🤖 AI Summary
This study addresses the challenge of efficiently attributing training data contributions to outputs of instruction-tuned large language models (LLMs). Existing attribution methods suffer from sensitivity to retrieval noise and poor stability. To overcome these limitations, we propose two novel approaches: (1) a similarity metric grounded in in-context learning and prompt engineering, and (2) a matrix decomposition framework that models data contribution estimation as a mixture-distribution inference problem—enhancing both robustness and interpretability.
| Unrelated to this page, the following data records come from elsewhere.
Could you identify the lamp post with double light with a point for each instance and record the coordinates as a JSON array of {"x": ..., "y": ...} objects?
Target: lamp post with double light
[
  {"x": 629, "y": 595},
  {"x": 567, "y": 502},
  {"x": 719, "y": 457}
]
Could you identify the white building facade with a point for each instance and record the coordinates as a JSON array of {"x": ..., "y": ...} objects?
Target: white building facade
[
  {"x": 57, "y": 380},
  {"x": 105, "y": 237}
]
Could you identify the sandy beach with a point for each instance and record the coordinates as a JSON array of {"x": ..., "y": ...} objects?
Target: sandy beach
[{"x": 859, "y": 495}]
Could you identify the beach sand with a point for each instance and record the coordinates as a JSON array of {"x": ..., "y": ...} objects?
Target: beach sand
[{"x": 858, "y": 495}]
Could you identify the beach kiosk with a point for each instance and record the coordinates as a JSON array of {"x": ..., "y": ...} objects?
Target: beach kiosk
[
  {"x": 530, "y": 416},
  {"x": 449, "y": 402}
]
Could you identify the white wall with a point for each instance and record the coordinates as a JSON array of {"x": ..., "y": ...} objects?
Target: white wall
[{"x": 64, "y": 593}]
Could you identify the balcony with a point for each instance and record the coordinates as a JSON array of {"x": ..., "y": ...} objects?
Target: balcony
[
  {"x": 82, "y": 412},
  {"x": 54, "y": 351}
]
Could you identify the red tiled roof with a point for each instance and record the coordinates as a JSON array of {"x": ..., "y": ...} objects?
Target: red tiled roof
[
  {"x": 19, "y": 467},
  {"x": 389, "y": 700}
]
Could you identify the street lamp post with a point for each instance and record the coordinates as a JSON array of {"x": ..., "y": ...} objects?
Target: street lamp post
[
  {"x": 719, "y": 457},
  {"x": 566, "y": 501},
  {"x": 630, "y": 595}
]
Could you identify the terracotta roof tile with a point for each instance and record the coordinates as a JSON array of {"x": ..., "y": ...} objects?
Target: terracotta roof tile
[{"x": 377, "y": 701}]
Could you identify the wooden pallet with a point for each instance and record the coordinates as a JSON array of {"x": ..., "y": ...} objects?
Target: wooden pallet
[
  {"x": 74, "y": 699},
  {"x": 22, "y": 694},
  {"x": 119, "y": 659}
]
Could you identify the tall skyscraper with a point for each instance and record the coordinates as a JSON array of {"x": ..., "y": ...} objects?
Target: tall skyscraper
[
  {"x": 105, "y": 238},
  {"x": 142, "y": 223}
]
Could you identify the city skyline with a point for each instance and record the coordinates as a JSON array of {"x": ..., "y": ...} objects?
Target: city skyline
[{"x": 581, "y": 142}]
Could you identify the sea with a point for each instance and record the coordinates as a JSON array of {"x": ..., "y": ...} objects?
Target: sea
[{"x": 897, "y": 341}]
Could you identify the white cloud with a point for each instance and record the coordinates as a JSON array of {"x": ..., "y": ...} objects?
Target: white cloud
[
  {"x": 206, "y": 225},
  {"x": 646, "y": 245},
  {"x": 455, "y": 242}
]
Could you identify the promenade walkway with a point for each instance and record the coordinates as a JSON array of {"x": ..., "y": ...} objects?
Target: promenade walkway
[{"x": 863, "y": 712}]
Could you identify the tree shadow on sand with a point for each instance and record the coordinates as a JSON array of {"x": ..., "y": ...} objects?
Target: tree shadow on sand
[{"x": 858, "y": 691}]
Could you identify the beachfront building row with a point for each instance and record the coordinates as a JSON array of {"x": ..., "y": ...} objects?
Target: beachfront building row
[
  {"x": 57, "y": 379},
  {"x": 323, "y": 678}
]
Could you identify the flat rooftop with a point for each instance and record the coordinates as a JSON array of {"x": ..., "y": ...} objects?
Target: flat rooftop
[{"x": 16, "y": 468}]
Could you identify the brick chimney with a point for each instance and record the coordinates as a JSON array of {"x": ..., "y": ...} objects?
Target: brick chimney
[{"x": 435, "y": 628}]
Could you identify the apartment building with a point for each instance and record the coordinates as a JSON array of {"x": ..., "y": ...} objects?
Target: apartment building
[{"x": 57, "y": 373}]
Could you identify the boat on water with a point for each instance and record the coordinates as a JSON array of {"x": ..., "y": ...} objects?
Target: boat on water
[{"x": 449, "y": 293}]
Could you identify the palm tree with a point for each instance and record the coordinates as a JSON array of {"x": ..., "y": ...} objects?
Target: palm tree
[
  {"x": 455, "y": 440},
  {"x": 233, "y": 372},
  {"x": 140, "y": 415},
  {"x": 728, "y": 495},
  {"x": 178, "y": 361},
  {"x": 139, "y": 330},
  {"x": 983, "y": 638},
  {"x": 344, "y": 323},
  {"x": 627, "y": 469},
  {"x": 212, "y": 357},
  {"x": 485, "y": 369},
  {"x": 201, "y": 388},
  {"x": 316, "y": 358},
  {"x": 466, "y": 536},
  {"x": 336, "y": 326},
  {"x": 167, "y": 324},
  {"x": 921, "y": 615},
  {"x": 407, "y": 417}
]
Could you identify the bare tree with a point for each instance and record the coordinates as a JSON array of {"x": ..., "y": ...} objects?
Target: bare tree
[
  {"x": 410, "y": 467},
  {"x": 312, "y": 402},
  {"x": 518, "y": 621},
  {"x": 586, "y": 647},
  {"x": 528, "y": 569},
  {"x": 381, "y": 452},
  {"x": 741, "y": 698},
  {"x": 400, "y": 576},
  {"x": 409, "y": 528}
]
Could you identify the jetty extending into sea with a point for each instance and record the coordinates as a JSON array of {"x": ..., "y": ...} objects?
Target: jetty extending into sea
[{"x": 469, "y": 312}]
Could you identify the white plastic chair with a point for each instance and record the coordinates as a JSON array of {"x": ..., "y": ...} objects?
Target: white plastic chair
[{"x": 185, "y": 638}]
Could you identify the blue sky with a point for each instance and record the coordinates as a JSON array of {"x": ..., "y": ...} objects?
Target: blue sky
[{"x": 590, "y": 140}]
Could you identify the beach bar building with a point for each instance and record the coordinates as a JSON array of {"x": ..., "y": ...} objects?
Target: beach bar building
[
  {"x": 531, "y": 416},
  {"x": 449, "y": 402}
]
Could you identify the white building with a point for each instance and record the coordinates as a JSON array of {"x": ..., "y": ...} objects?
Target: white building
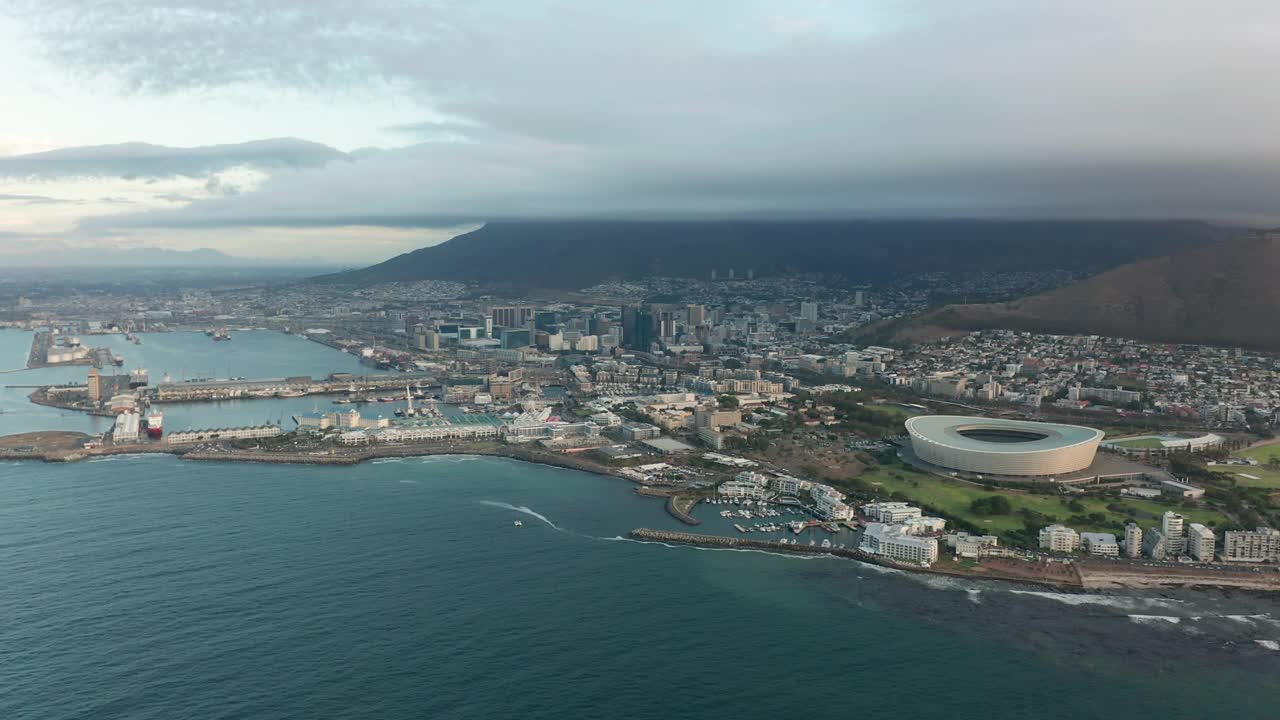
[
  {"x": 1100, "y": 543},
  {"x": 1251, "y": 546},
  {"x": 830, "y": 504},
  {"x": 890, "y": 541},
  {"x": 1132, "y": 541},
  {"x": 1060, "y": 538},
  {"x": 924, "y": 525},
  {"x": 972, "y": 546},
  {"x": 127, "y": 428},
  {"x": 892, "y": 513},
  {"x": 1175, "y": 538},
  {"x": 744, "y": 486},
  {"x": 1200, "y": 542},
  {"x": 252, "y": 432}
]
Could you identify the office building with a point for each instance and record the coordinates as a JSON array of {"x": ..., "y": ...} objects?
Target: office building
[
  {"x": 809, "y": 311},
  {"x": 511, "y": 315}
]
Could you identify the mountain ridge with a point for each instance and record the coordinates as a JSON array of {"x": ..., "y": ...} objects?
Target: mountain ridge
[{"x": 574, "y": 254}]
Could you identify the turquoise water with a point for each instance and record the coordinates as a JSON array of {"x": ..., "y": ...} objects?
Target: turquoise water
[
  {"x": 156, "y": 588},
  {"x": 182, "y": 356}
]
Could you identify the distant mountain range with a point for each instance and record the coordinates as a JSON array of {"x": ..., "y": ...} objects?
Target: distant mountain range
[
  {"x": 1223, "y": 294},
  {"x": 144, "y": 258},
  {"x": 577, "y": 254}
]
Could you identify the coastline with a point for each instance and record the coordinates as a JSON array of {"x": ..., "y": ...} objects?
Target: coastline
[{"x": 1079, "y": 575}]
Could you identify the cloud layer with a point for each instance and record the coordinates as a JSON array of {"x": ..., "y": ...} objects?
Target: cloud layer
[{"x": 991, "y": 108}]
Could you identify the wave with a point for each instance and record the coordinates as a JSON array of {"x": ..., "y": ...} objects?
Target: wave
[
  {"x": 521, "y": 509},
  {"x": 1156, "y": 619},
  {"x": 1119, "y": 602},
  {"x": 681, "y": 546}
]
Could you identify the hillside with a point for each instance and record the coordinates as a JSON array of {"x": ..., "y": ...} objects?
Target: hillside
[
  {"x": 579, "y": 254},
  {"x": 1224, "y": 294}
]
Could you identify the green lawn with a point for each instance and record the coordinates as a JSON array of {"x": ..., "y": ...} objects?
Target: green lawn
[
  {"x": 891, "y": 410},
  {"x": 954, "y": 497},
  {"x": 1262, "y": 478},
  {"x": 1141, "y": 442}
]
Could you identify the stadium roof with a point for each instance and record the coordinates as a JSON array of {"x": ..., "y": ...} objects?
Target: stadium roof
[{"x": 946, "y": 431}]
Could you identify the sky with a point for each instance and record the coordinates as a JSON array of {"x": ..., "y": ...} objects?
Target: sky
[{"x": 356, "y": 131}]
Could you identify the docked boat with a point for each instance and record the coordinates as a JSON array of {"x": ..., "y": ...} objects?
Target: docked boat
[{"x": 155, "y": 424}]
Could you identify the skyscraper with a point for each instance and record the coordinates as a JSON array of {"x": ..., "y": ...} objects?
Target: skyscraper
[{"x": 1171, "y": 527}]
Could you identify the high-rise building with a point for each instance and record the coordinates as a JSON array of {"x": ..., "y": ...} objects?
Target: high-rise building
[
  {"x": 638, "y": 327},
  {"x": 1132, "y": 541},
  {"x": 95, "y": 387},
  {"x": 1059, "y": 538},
  {"x": 1175, "y": 537},
  {"x": 696, "y": 315},
  {"x": 1200, "y": 542},
  {"x": 512, "y": 315},
  {"x": 1153, "y": 545},
  {"x": 1251, "y": 546}
]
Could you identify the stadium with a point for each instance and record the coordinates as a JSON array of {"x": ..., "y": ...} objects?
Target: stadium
[{"x": 1002, "y": 447}]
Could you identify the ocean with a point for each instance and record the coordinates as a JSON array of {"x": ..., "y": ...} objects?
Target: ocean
[
  {"x": 150, "y": 587},
  {"x": 182, "y": 355}
]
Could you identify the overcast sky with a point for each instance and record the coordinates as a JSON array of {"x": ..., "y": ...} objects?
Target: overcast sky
[{"x": 360, "y": 130}]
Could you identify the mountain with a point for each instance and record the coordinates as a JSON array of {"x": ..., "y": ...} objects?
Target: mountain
[
  {"x": 1223, "y": 294},
  {"x": 579, "y": 254}
]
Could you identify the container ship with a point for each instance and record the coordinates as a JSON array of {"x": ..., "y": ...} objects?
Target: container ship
[{"x": 155, "y": 424}]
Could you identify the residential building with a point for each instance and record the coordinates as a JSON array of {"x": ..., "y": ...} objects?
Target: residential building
[
  {"x": 891, "y": 541},
  {"x": 1059, "y": 538},
  {"x": 1251, "y": 546},
  {"x": 1200, "y": 542},
  {"x": 1100, "y": 543},
  {"x": 1132, "y": 541},
  {"x": 1175, "y": 538},
  {"x": 892, "y": 513}
]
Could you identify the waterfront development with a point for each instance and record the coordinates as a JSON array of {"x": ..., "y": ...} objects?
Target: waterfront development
[
  {"x": 412, "y": 572},
  {"x": 760, "y": 497}
]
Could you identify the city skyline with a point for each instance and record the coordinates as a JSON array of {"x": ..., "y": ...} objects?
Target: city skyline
[{"x": 379, "y": 130}]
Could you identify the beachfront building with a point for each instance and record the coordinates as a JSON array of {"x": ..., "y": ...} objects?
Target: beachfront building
[
  {"x": 972, "y": 547},
  {"x": 1251, "y": 546},
  {"x": 924, "y": 525},
  {"x": 892, "y": 513},
  {"x": 350, "y": 419},
  {"x": 1060, "y": 538},
  {"x": 1100, "y": 543},
  {"x": 789, "y": 486},
  {"x": 127, "y": 428},
  {"x": 830, "y": 504},
  {"x": 744, "y": 486},
  {"x": 1132, "y": 541},
  {"x": 891, "y": 541},
  {"x": 251, "y": 432},
  {"x": 1200, "y": 542},
  {"x": 1175, "y": 536}
]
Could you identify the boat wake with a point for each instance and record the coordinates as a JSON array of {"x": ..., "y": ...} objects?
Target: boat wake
[{"x": 525, "y": 510}]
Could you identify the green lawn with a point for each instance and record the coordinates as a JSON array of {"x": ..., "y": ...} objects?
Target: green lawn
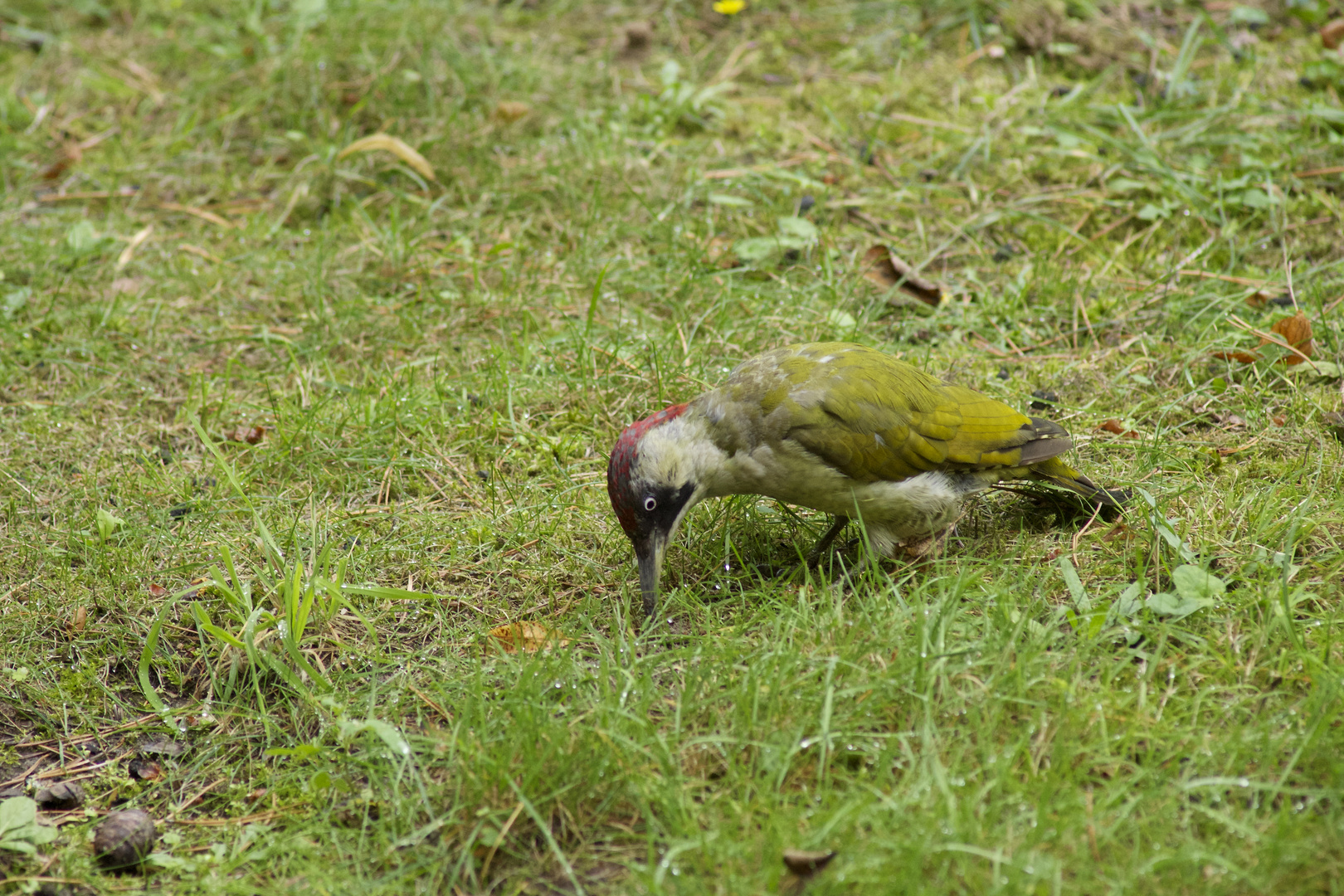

Extensive experiments across multiple benchmark datasets demonstrate that our hybrid model achieves significantly more stable and accurate data contribution estimates than state-of-the-art baselines. The method scales effectively to large models and diverse instruction-tuning settings, offering a practical, scalable pathway toward LLM traceability and data provenance assessment—critical for copyright evaluation and responsible AI deployment.
📝 Abstract
We investigate the use of in-context learning and prompt engineering to estimate the contributions of training data in the outputs of instruction-tuned large language models (LLMs). We propose two novel approaches: (1) a similarity-based approach that measures the difference between LLM outputs with and without provided context, and (2) a mixture distribution model approach that frames the problem of identifying contribution scores as a matrix factorization task. Our empirical comparison demonstrates that the mixture model approach is more robust to retrieval noise in in-context learning, providing a more reliable estimation of data contributions.